Re: [PATCH 23/24] iomap: add support for sub-pagesize buffered I/O without buffer heads

Brian Foster <bfoster@xxxxxxxxxx> · Wed, 20 Jun 2018 10:32:53 -0400

Sending again without the attachment... Christoph, let me know if it
didn't hit your mbox at least.

On Wed, Jun 20, 2018 at 09:56:55AM +0200, Christoph Hellwig wrote:
> On Tue, Jun 19, 2018 at 12:52:11PM -0400, Brian Foster wrote:
> > > +	/*
> > > +	 * Move the caller beyond our range so that it keeps making progress.
> > > +	 * For that we have to include any leading non-uptodate ranges, but
> > 
> > Do you mean "leading uptodate ranges" here? E.g., pos is pushed forward
> > past those ranges we don't have to read, so (pos - orig_pos) reflects
> > the initial uptodate range while plen reflects the length we have to
> > read..?
> 
> Yes.
> 
> > > +
> > > +	do {
> > 
> > Kind of a nit, but this catches my eye and manages to confuse me every
> > time I look at it. A comment along the lines of:
> > 
> >                 /*
> > 		 * Pass in the block aligned start/end so we get back block
> > 		 * aligned/adjusted poff/plen and can compare with unaligned
> > 		 * from/to below.
> >                  */
> > 
> > ... would be nice here, IMO.
> 
> Fine with me.
> 
> > > +		iomap_adjust_read_range(inode, iop, &block_start,
> > > +				block_end - block_start, &poff, &plen);
> > > +		if (plen == 0)
> > > +			break;
> > > +
> > > +		if ((from > poff && from < poff + plen) ||
> > > +		    (to > poff && to < poff + plen)) {
> > > +			status = iomap_read_page_sync(inode, block_start, page,
> > > +					poff, plen, from, to, iomap);
> > 
> > After taking another look at the buffer head path, it does look like we
> > have slightly different behavior here.

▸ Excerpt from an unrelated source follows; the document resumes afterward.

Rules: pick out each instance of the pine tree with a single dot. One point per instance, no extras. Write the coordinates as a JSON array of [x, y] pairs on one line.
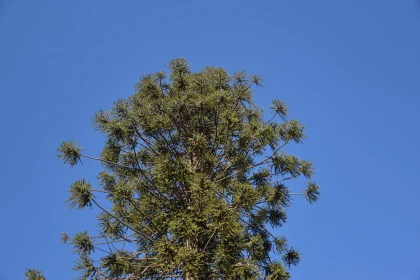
[[196, 179]]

IIUC, the former reads only the
> > !uptodate blocks that fall along the from/to boundaries. Here, if say
> > from = 1, to = PAGE_SIZE and the page is fully !uptodate, it looks like
> > we'd read the entire page worth of blocks (assuming contiguous 512b
> > blocks, for example). Intentional? Doesn't seem like a big deal, but
> > could be worth a followup fix.
> 
> It wasn't actuall intentional, but I actually think it is the right thing
> in then end, as it means we'll often do a single read instead of two
> separate ones.

Ok, but if that's the argument, then shouldn't we not be doing two
separate I/Os if the middle range of a write happens to be already
uptodate? Or more for that matter, if the page happens to be sparsely
uptodate for whatever reason..?

OTOH, I also do wonder a bit whether that may always be the right thing
if we consider cases like 64k page size arches and whatnot. It seems
like we could end up consuming more bandwidth for reads than we
typically have in the past. That said, unless there's a functional
reason to change this I think it's fine to optimize this path for these
kinds of corner cases in follow on patches.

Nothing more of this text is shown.